Juan Goytisolo, “En el V Centenario de la Celestina”
Cogitus interruptus, 1999


Otro trabajador melancólico se precipita. Allá va. Cae inerte sobre el suelo como fruta madura y su muerte resuena alrededor del globo. En Foxconn, una fábrica taiwanesa de aparatos electrónicos que emplea 400,000 trabajadores residentes, se han sucedido trece intentos de suicidio que han dejado el saldo de once muertos y dos hombres gravemente heridos en los últimos cinco meses. Los suicidas tenían menos de veinticinco años, poco más o menos la misma edad de los jóvenes huelguistas puertorriqueños de este verano del veinte diez.

El asunto es que Foxconn, ubicada en lo que fuera hace veinte años una aldea de pescadores, y hoy, una ciudad de catorce millones de habitantes al sur de China, ensambla todo tipo de aparatos electrónicos para Dell, Hewlett Packard, Acer y, principalmente, Apple. Valga decir que, a pesar de los exiguos salarios de $132 mensuales que reciben los obreros, el presidente de la compañía, Terry Gou, es el tercer hombre más rico de Taiwan, con una fortuna de seis mil millones de dólares.
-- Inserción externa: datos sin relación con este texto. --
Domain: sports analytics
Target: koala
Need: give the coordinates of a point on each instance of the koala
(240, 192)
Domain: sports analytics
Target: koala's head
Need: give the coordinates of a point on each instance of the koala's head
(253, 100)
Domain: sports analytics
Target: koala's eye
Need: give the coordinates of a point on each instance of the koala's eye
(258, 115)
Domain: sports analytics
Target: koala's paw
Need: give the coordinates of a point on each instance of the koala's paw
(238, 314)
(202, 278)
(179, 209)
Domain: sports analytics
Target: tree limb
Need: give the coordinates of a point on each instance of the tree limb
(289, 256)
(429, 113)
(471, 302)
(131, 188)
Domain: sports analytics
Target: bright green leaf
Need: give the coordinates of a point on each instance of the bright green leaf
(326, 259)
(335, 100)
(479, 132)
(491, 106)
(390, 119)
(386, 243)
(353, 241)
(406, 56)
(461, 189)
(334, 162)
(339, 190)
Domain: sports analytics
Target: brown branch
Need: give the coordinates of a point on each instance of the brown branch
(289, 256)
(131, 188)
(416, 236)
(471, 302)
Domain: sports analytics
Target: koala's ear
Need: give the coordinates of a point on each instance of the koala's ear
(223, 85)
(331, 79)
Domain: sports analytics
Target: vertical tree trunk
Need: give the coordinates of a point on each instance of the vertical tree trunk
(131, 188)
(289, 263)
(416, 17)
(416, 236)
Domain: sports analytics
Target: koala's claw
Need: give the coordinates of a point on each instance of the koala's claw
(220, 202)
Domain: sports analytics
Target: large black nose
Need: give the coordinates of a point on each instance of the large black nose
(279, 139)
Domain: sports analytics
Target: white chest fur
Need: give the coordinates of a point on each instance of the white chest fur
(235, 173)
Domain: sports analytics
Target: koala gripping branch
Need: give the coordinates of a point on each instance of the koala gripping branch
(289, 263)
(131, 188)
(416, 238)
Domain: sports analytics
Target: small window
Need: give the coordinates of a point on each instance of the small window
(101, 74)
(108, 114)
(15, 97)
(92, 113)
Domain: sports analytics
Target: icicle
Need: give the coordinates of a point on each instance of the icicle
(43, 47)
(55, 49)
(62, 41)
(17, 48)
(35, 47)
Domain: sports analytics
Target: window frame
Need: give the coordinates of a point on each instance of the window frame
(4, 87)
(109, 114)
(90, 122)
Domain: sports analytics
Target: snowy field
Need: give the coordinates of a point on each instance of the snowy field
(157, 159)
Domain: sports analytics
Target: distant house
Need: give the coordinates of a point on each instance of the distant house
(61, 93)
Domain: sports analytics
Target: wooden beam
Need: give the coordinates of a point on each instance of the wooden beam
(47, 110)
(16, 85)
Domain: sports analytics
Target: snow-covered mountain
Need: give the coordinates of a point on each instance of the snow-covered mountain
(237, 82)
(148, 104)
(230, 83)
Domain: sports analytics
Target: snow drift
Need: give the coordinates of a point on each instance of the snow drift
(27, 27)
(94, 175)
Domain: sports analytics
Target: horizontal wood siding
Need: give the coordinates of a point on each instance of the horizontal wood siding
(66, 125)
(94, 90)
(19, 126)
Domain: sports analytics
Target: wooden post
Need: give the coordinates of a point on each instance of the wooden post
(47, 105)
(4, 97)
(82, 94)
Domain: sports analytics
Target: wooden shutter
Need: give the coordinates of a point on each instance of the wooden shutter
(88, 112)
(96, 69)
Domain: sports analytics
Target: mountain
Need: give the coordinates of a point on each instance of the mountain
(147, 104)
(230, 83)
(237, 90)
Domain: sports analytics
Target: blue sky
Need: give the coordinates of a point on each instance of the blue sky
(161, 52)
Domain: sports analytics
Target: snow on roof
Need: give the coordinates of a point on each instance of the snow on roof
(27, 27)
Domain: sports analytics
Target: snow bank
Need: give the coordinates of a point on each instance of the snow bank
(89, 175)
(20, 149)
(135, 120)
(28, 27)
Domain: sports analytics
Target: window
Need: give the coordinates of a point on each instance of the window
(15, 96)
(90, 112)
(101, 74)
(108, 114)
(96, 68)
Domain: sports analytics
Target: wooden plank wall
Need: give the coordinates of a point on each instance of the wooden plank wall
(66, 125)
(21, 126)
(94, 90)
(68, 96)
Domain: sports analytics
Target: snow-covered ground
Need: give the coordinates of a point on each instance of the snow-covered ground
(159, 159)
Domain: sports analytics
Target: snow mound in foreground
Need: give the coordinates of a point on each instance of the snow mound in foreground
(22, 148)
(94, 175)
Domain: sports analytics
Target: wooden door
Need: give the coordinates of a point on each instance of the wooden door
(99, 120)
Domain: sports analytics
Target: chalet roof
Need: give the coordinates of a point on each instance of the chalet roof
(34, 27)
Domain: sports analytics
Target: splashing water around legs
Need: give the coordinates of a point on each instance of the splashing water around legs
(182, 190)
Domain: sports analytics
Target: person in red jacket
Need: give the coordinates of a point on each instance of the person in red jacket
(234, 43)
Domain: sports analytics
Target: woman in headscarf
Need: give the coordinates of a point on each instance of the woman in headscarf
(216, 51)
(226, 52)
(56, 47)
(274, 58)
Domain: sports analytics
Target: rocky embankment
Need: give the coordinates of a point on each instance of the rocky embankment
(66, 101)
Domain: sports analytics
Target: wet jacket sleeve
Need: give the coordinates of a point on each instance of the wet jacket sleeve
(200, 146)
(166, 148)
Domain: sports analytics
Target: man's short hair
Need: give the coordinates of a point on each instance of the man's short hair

Se ha revelado que en esta fábrica se hacen turnos de doce horas diarias bajo estricta disciplina, que auditores han encontrado violaciones a las leyes de labor infantil, récords falsificados y fallas en el manejo de desperdicios contaminantes, que sólo los trabajadores que producen para Apple tienen derecho a una banqueta, mientras los demás deben trabajar de pie. Algunos empleados se han quejado de malos tratos, palizas con barras de hierro y latigazos. También se informa que la policía china ha hecho silenciar a quienes han tratado de investigar el asunto de primera mano. Para colmo de visos novelescos, uno de los suicidas fue el joven Sun Danyang, el ingeniero que informó la pérdida de uno de los dieciséis prototipos del nuevo iPhone G4, como parte de una trama digna de un guión hollywoodense con interrogatorios intimidantes, registros ilegales y otras peripecias por el estilo.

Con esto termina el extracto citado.